Metrics and monitoring mean you get Prometheus/InfluxDB integration out of the box. Track player connections, which servers get traffic, latency between router and backends. If you're already monitoring infrastructure, you get instant visibility.
IP filtering and rate limiting block basic DDoS attacks and let you allowlist/denylist IP ranges. Not a substitute for real DDoS protection, but it keeps casual attackers away. Webhook integration notifies other systems when players connect and disconnect.
Graceful fallback is small but valuable. When a backend goes down, show a custom MOTD instead of timing out. Auto-scaled servers booting up can show "Server starting..." instead of making players wait confused.
Gotchas and How to Avoid Them
DNS is non-negotiable. mc-router routes based on hostname, so players must connect to `survival.example.com`, not just the raw IP. If you don't have DNS sorted, our Free Minecraft DNS tool can help you get started. Once you've got that working, you might also bookmark our Nether Portal Calculator for other infrastructure work.
Backend servers see all connections coming from mc-router itself, not original players. Your server logs lose real player IPs unless you configure proxy protocol support. It's possible, but easy to miss on first setup.
mc-router adds almost no latency, but it becomes a single point of failure. If the router crashes, nobody reaches any backend.
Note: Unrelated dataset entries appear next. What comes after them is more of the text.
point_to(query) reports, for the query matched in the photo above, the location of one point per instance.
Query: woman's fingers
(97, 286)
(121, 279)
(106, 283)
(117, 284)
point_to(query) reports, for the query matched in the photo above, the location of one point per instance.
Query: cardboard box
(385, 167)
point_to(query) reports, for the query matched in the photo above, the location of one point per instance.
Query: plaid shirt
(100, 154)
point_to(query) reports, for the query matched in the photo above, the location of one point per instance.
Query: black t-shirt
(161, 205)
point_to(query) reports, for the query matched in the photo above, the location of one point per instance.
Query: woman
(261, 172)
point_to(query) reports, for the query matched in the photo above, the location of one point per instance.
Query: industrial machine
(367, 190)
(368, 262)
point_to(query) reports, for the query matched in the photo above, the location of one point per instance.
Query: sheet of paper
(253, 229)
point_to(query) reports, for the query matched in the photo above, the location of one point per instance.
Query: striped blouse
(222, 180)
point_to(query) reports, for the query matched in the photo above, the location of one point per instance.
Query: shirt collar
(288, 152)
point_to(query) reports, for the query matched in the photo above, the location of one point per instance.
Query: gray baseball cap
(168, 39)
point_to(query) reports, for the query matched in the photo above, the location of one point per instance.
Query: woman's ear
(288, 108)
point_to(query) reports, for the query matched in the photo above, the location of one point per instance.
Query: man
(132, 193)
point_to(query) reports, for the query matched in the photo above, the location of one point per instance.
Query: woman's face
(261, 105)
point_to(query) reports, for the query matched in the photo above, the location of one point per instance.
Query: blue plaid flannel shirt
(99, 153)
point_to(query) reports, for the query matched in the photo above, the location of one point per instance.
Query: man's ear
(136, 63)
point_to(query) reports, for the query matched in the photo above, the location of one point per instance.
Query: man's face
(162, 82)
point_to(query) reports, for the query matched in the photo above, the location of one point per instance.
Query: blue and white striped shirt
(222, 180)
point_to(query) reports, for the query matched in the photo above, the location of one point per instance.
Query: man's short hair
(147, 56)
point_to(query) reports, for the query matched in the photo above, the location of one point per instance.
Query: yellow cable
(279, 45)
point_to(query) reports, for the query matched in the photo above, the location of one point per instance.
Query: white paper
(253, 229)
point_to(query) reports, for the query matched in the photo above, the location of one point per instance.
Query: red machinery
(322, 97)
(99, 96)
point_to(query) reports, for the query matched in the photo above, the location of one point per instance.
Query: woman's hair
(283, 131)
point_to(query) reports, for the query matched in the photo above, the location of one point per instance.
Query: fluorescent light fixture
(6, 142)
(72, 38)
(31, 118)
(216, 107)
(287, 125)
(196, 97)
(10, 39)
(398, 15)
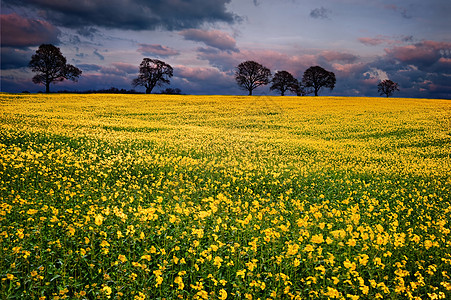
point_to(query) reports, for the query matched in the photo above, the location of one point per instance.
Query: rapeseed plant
(223, 197)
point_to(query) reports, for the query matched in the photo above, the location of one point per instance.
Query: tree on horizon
(152, 73)
(387, 87)
(283, 81)
(250, 75)
(50, 66)
(317, 78)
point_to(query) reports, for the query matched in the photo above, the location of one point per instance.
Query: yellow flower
(222, 294)
(107, 291)
(104, 243)
(332, 293)
(317, 239)
(217, 261)
(98, 219)
(241, 273)
(179, 281)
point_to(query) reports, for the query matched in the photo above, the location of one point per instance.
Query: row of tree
(51, 66)
(250, 75)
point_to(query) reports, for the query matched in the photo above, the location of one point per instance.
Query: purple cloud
(18, 31)
(213, 38)
(154, 49)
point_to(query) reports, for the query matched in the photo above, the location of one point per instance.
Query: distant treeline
(113, 90)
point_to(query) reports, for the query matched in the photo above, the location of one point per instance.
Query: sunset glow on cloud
(205, 40)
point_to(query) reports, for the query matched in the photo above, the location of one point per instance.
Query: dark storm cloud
(89, 67)
(100, 56)
(130, 14)
(425, 55)
(14, 58)
(89, 32)
(320, 13)
(158, 50)
(18, 31)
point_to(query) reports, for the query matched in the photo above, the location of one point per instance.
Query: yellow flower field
(224, 197)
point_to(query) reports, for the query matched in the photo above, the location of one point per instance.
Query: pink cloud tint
(198, 73)
(154, 49)
(213, 38)
(18, 31)
(338, 56)
(424, 53)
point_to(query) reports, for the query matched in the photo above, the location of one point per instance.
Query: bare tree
(283, 81)
(387, 87)
(250, 75)
(153, 72)
(317, 78)
(301, 90)
(50, 66)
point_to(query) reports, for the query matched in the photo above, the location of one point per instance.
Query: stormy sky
(362, 42)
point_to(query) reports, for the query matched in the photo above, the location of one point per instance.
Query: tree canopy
(250, 75)
(50, 66)
(283, 81)
(317, 78)
(387, 87)
(153, 72)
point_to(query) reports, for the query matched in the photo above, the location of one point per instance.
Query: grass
(223, 197)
Proper monitoring and restart procedures matter.
Configuration formatting is picky.
Spaces around equals signs in environment variables silently break routing. Typos in container names fail quietly. Always validate configuration before wondering why traffic isn't flowing.
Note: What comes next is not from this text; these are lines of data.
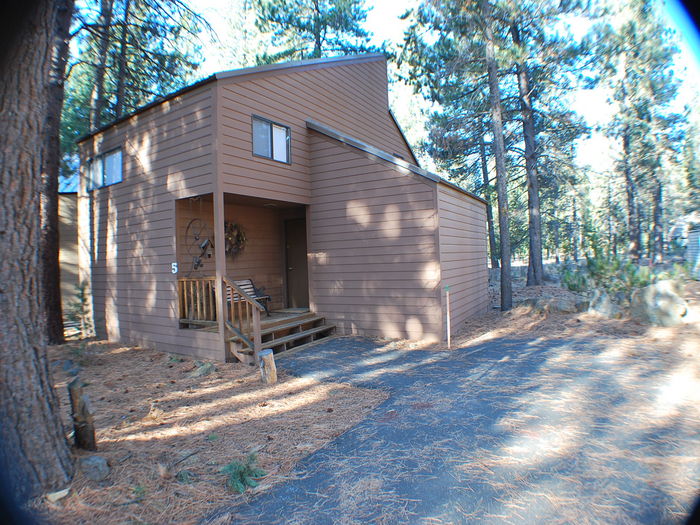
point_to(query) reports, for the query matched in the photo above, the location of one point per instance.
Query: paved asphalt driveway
(508, 431)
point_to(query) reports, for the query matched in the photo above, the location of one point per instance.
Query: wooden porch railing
(242, 316)
(197, 306)
(197, 297)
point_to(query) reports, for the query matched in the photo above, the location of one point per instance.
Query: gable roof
(393, 159)
(240, 73)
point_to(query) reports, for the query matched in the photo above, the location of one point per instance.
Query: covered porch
(242, 272)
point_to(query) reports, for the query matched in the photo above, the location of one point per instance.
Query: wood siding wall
(373, 254)
(463, 257)
(348, 97)
(167, 155)
(68, 248)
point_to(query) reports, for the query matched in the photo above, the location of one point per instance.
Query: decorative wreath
(235, 238)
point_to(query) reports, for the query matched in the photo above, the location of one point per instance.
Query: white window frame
(96, 171)
(274, 152)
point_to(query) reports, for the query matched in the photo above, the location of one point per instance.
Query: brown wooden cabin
(341, 228)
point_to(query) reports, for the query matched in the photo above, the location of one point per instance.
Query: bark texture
(51, 274)
(535, 270)
(121, 77)
(658, 214)
(493, 248)
(499, 155)
(34, 454)
(98, 100)
(633, 221)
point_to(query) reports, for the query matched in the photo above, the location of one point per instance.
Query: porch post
(220, 263)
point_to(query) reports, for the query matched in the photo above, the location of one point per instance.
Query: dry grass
(153, 421)
(523, 320)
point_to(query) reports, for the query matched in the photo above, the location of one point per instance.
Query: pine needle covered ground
(169, 436)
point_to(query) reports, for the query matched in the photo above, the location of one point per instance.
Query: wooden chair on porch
(248, 287)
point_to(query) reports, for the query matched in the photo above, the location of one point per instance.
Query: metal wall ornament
(234, 238)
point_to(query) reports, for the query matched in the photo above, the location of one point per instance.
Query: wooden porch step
(283, 341)
(281, 324)
(296, 349)
(286, 325)
(298, 335)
Similar Tools Worth Knowing About
Bungeecord and Velocity are Java-based Minecraft proxies designed specifically for routing players across servers. They handle cross-server data synchronization, but consume more resources and require managing a separate Java application. Use these if shared player data across worlds matters to you.
Waterfall is a Bungeecord fork with slightly different management philosophy.
Commercial hosting like AWS and DigitalOcean handles multiple servers without juggling ports. You're paying for convenience instead of building infrastructure yourself.
mc-router wins when you want lightweight, hands-on control with minimal overhead. It's doing one thing really well rather than trying to be everything.
Current State
The project stays actively maintained with regular releases improving the Routes API and logging controls. With 840 GitHub stars and an active Discord community, this isn't experimental. It's a real tool people depend on.